John & Jen

An early work by composer Lippa, who’s since won acclaim for his 2000 version of The Wild Party, John & Jen tracks 40 years in the relationships of a sister and brother, and then the sister and her son. The premisemight very well yield a piece that illuminates social changes while exploring fundamental human connections. John & Jen is not that piece. It resembles nothing more than the product of some lunatic marketing director who has decided to stage a linked series of General Electric ads as a chromatically rich, almost Schoenbergian operetta. The show opts relentlessly for ponderous cliché over nuance: Young brother John’s heart is broken when he learns there is no Santa Claus; later, John and Jen just can’t get along, because he’s a gung-ho Navy man and she’s a Vietnam protestor in bandanna and patched bell-bottoms. When brother John reappears at the end of the second act, singing plaintively of his father’s abusive treatment, “It was my fault: I broke a glass,” it’s like the cherry atop an enormous kitsch sundae.
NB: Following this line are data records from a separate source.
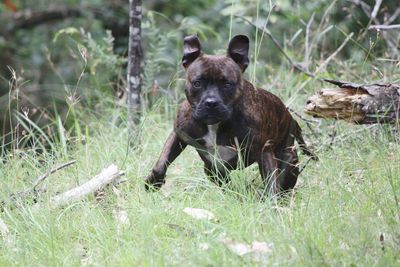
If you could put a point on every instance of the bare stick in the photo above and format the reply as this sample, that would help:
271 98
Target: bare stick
105 177
51 171
385 27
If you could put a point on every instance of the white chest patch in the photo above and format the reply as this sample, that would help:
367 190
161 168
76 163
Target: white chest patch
217 152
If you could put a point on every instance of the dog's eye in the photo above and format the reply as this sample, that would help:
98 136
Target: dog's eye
227 85
196 84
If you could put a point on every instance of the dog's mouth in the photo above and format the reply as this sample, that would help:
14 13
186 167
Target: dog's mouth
212 116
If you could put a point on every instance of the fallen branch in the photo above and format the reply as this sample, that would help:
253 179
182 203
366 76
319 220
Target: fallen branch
105 177
357 103
40 179
32 194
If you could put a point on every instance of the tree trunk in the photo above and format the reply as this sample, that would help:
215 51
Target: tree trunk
356 103
134 60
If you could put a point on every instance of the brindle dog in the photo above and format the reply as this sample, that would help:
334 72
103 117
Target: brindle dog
224 115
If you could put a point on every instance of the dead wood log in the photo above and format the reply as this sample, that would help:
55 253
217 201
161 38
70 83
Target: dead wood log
105 177
357 103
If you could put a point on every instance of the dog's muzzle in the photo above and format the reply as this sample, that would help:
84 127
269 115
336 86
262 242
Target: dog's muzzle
211 111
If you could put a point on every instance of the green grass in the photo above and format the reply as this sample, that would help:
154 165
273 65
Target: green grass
341 206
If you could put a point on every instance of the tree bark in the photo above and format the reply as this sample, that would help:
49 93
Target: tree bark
134 60
357 103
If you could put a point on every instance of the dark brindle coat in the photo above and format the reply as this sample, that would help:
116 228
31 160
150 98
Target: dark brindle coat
224 111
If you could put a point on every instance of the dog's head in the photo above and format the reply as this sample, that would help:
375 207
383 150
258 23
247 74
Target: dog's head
214 82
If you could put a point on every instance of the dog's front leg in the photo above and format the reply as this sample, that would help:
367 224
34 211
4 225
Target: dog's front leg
268 166
172 148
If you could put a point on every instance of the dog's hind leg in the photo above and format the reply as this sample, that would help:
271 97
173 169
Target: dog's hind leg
288 168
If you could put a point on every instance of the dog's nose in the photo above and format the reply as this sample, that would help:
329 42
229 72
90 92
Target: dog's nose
211 103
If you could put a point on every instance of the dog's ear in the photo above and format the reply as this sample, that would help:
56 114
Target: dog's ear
238 50
191 50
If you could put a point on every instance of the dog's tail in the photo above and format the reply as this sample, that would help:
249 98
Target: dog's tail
297 133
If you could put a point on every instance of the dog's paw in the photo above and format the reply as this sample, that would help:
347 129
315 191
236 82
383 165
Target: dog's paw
153 182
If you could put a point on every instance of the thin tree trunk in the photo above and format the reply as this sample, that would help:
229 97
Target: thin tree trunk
134 60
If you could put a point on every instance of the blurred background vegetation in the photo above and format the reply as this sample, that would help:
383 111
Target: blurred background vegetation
63 60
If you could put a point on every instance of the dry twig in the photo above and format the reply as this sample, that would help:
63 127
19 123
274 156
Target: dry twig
105 177
40 179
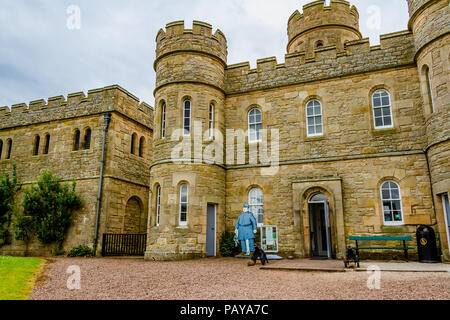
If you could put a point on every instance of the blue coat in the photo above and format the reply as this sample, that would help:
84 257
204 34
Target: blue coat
246 224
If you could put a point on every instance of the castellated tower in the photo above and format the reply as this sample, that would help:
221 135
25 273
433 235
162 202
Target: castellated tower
431 27
323 26
188 158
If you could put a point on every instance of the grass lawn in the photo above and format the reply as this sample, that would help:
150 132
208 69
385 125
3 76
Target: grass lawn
17 276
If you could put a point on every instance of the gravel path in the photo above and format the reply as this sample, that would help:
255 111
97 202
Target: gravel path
225 278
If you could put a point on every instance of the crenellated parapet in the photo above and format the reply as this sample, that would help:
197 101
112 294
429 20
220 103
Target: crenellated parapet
428 20
395 50
190 55
321 25
109 99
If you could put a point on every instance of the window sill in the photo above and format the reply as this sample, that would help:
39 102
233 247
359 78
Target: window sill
387 130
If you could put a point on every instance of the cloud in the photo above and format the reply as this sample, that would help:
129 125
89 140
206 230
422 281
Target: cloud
40 57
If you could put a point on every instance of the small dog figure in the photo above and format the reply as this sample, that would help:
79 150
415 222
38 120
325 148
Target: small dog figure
350 257
258 254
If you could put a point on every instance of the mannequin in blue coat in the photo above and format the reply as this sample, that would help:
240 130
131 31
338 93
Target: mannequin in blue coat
246 229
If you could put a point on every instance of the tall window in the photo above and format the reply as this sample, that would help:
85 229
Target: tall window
141 146
382 110
133 143
183 204
211 121
163 121
255 200
254 125
158 205
76 140
87 139
392 203
9 146
37 140
187 118
314 118
429 88
47 144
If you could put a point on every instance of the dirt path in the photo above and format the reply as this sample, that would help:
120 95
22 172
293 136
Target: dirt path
211 279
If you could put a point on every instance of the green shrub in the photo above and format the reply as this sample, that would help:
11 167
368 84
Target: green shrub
80 251
227 245
8 191
49 207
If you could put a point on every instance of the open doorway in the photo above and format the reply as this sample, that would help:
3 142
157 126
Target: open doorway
320 226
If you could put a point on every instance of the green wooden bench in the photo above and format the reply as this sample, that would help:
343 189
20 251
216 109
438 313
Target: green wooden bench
381 238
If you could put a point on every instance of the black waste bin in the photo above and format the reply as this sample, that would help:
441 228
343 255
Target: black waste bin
426 245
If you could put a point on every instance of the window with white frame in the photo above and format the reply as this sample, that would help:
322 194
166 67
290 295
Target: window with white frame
211 121
255 201
183 204
254 125
429 88
187 118
158 205
163 121
382 109
314 118
392 203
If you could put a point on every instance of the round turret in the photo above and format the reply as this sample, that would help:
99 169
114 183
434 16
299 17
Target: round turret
187 176
322 26
429 22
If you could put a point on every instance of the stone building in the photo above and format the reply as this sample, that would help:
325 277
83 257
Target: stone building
66 137
362 134
341 139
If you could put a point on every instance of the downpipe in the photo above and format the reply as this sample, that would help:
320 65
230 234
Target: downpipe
107 118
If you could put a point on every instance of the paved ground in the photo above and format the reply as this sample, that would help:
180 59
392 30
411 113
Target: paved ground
226 279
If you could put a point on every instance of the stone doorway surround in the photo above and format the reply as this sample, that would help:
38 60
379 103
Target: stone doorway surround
303 189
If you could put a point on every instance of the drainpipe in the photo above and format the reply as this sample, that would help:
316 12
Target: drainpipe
107 118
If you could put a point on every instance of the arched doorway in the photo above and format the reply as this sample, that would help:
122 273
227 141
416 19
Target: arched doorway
132 219
320 226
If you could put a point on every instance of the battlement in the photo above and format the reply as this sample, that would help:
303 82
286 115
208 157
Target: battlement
97 101
395 49
316 15
176 38
415 5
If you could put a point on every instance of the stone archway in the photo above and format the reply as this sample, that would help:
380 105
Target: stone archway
303 190
132 216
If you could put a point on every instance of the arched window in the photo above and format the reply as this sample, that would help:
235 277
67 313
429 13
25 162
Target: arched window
254 125
37 140
141 146
133 143
392 203
211 121
47 144
382 110
9 146
158 205
87 139
314 118
163 120
255 200
184 201
76 140
429 88
187 118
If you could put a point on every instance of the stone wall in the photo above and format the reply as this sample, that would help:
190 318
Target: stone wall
361 181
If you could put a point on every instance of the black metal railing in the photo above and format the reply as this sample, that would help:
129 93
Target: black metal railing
124 244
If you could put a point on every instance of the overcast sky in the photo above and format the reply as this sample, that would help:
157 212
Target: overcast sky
41 57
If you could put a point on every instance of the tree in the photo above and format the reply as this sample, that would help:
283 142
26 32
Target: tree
47 210
8 190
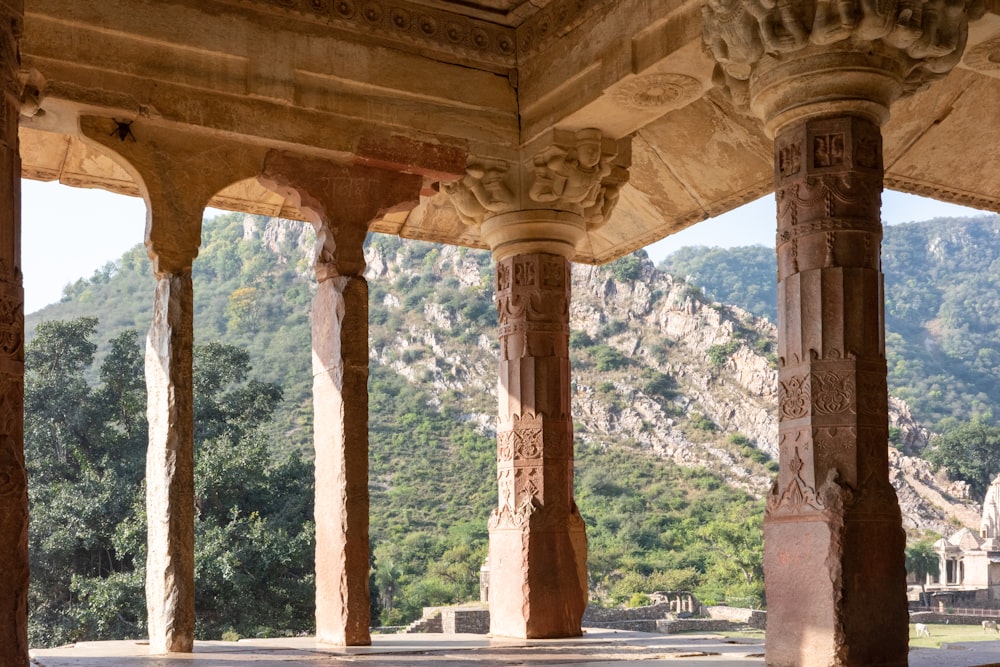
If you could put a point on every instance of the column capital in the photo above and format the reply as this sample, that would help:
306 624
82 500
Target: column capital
554 191
802 58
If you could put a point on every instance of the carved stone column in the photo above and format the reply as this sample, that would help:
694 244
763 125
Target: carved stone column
13 481
822 77
177 176
340 201
833 538
533 214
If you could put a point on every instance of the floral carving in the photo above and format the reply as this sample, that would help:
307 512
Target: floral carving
929 35
793 396
11 324
576 173
658 91
798 496
833 393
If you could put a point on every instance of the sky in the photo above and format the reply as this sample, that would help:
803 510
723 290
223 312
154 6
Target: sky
68 233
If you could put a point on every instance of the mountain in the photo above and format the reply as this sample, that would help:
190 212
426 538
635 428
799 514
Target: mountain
673 396
942 295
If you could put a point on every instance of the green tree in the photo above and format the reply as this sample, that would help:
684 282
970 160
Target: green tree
921 560
971 451
85 449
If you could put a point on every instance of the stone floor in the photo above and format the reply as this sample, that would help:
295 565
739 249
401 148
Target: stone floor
597 648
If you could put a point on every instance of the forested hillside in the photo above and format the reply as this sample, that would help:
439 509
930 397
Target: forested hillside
942 287
644 408
674 412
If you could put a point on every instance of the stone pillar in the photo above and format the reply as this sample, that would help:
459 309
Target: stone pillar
833 509
13 480
822 78
173 234
340 201
533 213
538 545
170 464
177 175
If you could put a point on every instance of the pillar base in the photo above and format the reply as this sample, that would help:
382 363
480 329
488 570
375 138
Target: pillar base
851 611
548 567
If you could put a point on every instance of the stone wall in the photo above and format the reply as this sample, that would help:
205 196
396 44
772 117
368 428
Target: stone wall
473 621
755 618
695 625
952 619
597 616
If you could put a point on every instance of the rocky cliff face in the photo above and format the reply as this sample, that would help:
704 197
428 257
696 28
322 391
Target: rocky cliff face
655 364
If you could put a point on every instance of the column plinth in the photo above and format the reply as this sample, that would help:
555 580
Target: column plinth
833 540
13 477
538 544
340 201
170 466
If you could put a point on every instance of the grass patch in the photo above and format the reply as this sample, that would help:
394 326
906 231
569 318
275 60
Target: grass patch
950 634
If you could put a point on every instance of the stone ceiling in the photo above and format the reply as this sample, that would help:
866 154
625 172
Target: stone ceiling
327 78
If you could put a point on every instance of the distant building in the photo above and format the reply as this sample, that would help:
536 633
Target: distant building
971 562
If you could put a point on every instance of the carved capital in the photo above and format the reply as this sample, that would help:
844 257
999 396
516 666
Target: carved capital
761 45
578 174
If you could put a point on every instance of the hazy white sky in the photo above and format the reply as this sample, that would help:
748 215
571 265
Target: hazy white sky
68 233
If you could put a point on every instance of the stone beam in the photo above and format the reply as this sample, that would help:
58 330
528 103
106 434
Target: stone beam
341 201
13 480
822 78
534 212
244 72
177 177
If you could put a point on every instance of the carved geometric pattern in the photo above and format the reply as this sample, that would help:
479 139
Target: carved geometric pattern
789 161
828 150
793 396
740 32
11 325
13 480
798 497
399 21
658 91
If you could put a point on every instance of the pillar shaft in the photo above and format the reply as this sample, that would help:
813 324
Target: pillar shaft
833 554
340 397
13 480
170 466
340 200
538 547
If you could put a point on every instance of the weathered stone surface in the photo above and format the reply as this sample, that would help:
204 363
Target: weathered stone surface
340 425
13 480
833 543
341 201
538 544
170 467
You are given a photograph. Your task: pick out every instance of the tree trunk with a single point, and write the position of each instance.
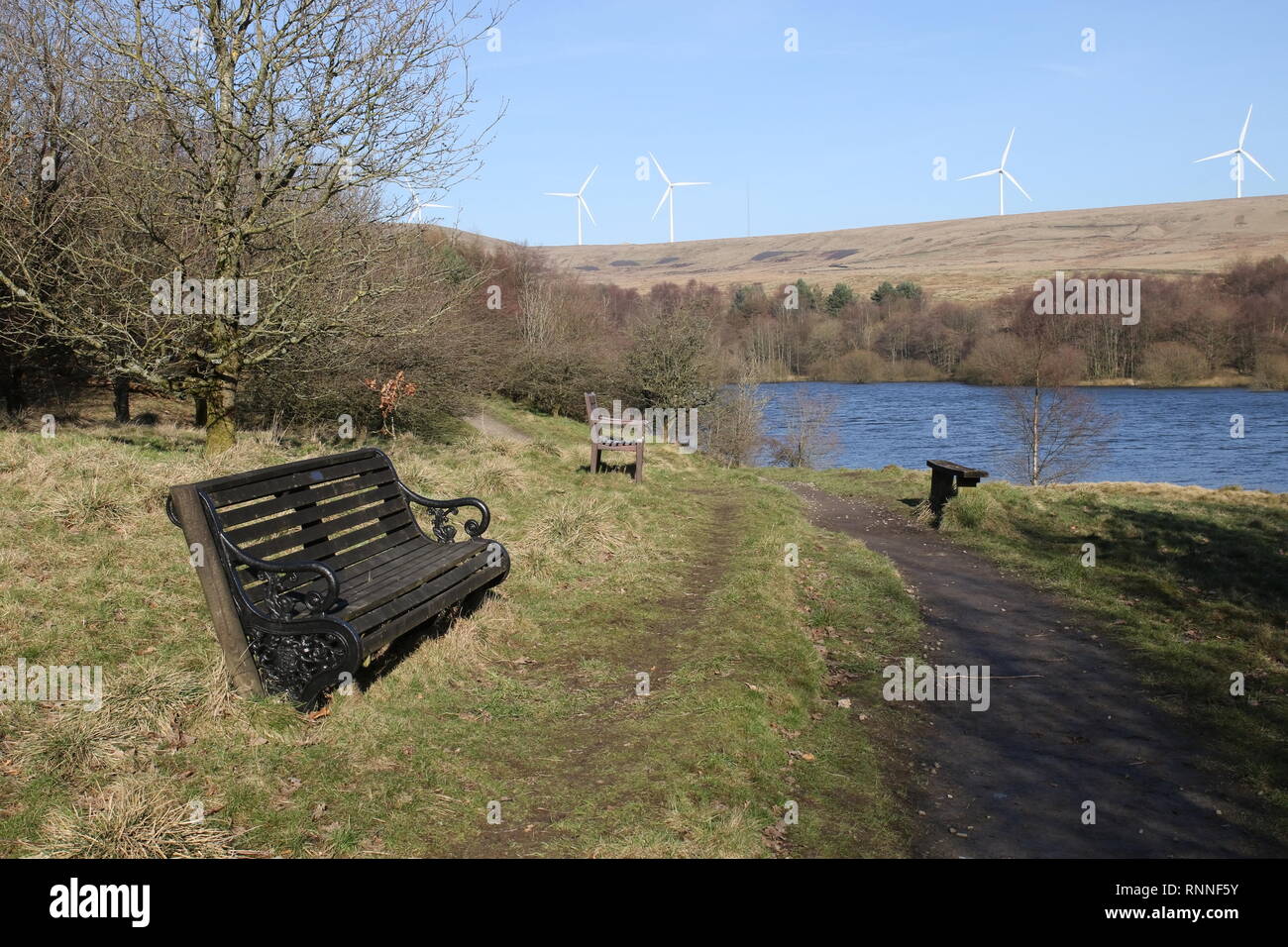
(1034, 437)
(11, 380)
(222, 408)
(121, 399)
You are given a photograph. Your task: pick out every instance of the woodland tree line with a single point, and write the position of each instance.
(145, 141)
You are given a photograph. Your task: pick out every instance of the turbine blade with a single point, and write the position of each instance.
(1224, 154)
(660, 169)
(661, 202)
(1012, 178)
(1258, 165)
(1008, 151)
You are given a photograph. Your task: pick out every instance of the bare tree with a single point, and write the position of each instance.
(732, 427)
(1057, 428)
(806, 440)
(256, 141)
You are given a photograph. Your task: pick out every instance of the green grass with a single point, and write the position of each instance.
(1192, 581)
(529, 702)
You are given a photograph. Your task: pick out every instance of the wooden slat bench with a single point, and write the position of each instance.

Apple Tree gamely stages this unpromising material with gusto. As Jen, Carter in particular brings a soulfulness that Lippa and Greenwald’s book sorely lacks; tacking lithely from a sweet melancholy to belting power, she succeeds in making us care about this caricature. Cunningham has to spend a lot of the show playing a child and does so with an eager energy, even if his voice occasionally strains. They deserve better.